Sunday, October 24, 2010

Speaker's Corner on a sunny day

This afternoon we headed down to Speaker's Corner - working our way down the London check-list we drew up - and were surprised to find glorious weather waiting for us in Hyde Park.  It was hard, to be frank, to listen to the orators when the sun was shining, footballers and frolicking children were enjoying the green open spaces, and deck chairs were waiting out beneath the white fluffy clouds.

But we tried - Speaker's Corner, after all, is a grand statement on the importance of free speech, and what good is free speech if nobody is listening?  So we can report that there were, of course, proselytizers from all three religions of the book (I had never seen a Jewish street proselytizer before - I thought Judaism wasn't quite so expansionary - but hey, what do I know), as well as an impassioned atheist, loudly mocking the Bible's math (crucified on Friday, rose on Sunday, how is that three days and nights? ha, ha! he said) and a fervent nationalist belittling her hacklers (you are all just foreigners, why don't you go back where you belong)

but the sun was shining on the green grass so we went and sat in striped deckchairs and looked for shapes in the clouds.  Freedom of Speech was buzzing behind us - boisterous but not violent - while a toddler chased pigeons and rollerbladers circled the trails.

How do you think you can come here and be British - you don't belong here!  and how can you leave your own people in your own country, leave them there all by themselves --  she was white-haired and slightly trembling, eyes intimidated by the crowd but voice strong.

Are you born again?  [No...]  Well, what's your problem?  (and old man, and his listeners shying away from him) I'm serious, what's your problem?  You - do you know the Lord Jesus Christ?


but there's no MONEY back there, a skinny, brown-skinned man shouted up at her.

that's two days, tops - two nights, not three - (the biggest crowd by far, for this charismatic man in a winter hat) so, what, can God not count?  (loud laughter)

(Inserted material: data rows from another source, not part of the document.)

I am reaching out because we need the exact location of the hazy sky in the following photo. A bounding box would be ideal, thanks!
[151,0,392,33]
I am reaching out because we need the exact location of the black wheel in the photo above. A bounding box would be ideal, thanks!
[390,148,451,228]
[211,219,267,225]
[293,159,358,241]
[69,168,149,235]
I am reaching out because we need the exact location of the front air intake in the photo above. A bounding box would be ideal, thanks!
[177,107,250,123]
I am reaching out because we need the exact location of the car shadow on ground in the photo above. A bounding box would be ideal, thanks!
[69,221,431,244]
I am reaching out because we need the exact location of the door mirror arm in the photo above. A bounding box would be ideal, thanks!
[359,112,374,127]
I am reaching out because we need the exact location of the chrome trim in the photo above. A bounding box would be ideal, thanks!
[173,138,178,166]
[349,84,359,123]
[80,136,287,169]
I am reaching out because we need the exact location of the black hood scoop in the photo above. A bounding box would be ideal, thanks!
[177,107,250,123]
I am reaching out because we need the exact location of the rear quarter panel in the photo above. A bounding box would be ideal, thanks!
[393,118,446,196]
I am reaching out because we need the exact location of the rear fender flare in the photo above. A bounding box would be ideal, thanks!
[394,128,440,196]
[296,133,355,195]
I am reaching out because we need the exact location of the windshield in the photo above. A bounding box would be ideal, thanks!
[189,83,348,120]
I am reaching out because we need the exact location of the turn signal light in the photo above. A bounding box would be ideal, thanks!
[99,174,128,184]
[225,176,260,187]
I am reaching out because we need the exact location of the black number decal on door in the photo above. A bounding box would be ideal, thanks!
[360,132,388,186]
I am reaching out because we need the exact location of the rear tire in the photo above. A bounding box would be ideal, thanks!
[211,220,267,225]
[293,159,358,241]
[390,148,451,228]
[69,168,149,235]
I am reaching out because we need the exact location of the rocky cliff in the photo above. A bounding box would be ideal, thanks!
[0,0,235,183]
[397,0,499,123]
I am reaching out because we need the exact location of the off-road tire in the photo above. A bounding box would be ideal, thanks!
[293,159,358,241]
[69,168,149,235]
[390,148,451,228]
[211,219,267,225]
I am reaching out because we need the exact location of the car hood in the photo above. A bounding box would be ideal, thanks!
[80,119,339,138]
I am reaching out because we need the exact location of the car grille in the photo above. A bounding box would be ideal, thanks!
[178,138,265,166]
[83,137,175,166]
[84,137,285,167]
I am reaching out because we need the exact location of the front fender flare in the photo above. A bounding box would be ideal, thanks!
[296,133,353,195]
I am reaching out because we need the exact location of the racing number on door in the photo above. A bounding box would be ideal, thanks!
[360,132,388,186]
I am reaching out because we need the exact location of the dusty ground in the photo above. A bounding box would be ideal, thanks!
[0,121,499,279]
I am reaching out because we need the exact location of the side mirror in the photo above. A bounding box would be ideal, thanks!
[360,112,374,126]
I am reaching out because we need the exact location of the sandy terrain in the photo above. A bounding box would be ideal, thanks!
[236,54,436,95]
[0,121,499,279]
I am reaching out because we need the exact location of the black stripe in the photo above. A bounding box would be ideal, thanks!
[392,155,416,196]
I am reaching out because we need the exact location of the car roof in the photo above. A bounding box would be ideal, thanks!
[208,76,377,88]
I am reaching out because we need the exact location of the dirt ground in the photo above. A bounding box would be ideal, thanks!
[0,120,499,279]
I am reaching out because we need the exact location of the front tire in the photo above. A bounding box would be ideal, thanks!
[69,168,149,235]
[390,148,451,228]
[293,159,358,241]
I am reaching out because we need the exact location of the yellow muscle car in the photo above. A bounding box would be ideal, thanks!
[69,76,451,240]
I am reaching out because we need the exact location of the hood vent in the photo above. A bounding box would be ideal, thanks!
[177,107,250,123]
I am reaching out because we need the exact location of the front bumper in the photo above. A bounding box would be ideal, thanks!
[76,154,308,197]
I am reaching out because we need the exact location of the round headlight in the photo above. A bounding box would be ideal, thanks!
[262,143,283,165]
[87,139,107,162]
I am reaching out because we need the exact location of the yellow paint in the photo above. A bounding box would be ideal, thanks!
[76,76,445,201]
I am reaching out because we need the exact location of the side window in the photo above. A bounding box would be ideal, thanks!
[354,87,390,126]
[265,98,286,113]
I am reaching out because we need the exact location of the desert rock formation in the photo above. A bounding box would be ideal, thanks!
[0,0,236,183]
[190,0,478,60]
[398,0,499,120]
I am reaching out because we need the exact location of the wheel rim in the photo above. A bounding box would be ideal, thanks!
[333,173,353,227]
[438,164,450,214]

And you are only allowed in here temporarily, you won't be staying here forever, because that's not the way of things - things can't stay like this - even on her stepstool she's barely taller than her audience-

what I don't understand (an American accent, in a sequined jacket) is why we're here talking about details - why you're going on about three days, two days, three nights, two nights - when what we should be doing is arguing, discussing, putting our opinions out, celebrating that we disagree and learning to live side by side-

But I like it here!  I'm comfortable here!  I'm not going anywhere - I'm staying here forever! (loud laughter)

Are you going to listen to me?  Are you?  (painfully polite tone of voice from this man the charismatic atheist calls 'Minister') Or are you just going to talk - I'm telling you, this "three days" thing, you must understand that the Bible is metaphor, is allegory, is parable...

As the afternoon crept on, the clouds got a little darker, the wind a little colder - it would rain soon, but not before we were safely within the walls of the Oxford St department stores.  The voices stayed surprisingly strong.

"It feels so safe here," William mused.  "Did you notice how the maintenance vehicle slowed down when it got near all the children?"  Like clockwork, a man came by to politely request payment for the chairs.  People were eating picnics, playing with their babies.

There was murmuring behind us, and a cluster of synchronized motion.  Men across the park laid out prayer mats on the grass or gathered on the bare asphalt, kneeling down for salat al-asr, the evening prayers.

Go back to where you came from, shouting the white-haired woman, still going strong, and her audience replied in a loud voice: NO!

Angela Merkel has declared multiculturalism to be dead, but the prayers in Hyde Park continued unabated and undisturbed, groups of men facing Qibla- reciting, Allahu Akbar- bowing, prostration, and again.  The soapboxers and the hecklers didn't pause for a moment.

The atheist had changed his tactic, preaching now on the unjustly low salaries of police officers and teachers, this time to no rebuttals.  We walked by, the wind a little too chilly, now, as he talked of cuts and government responsibility, and we left the public park, walked past public art and under public monuments, back into the British public space where debate is, while legal, considered rather uncouth.  And maybe I'd have some thoughts about that but I've put off my homework long enough.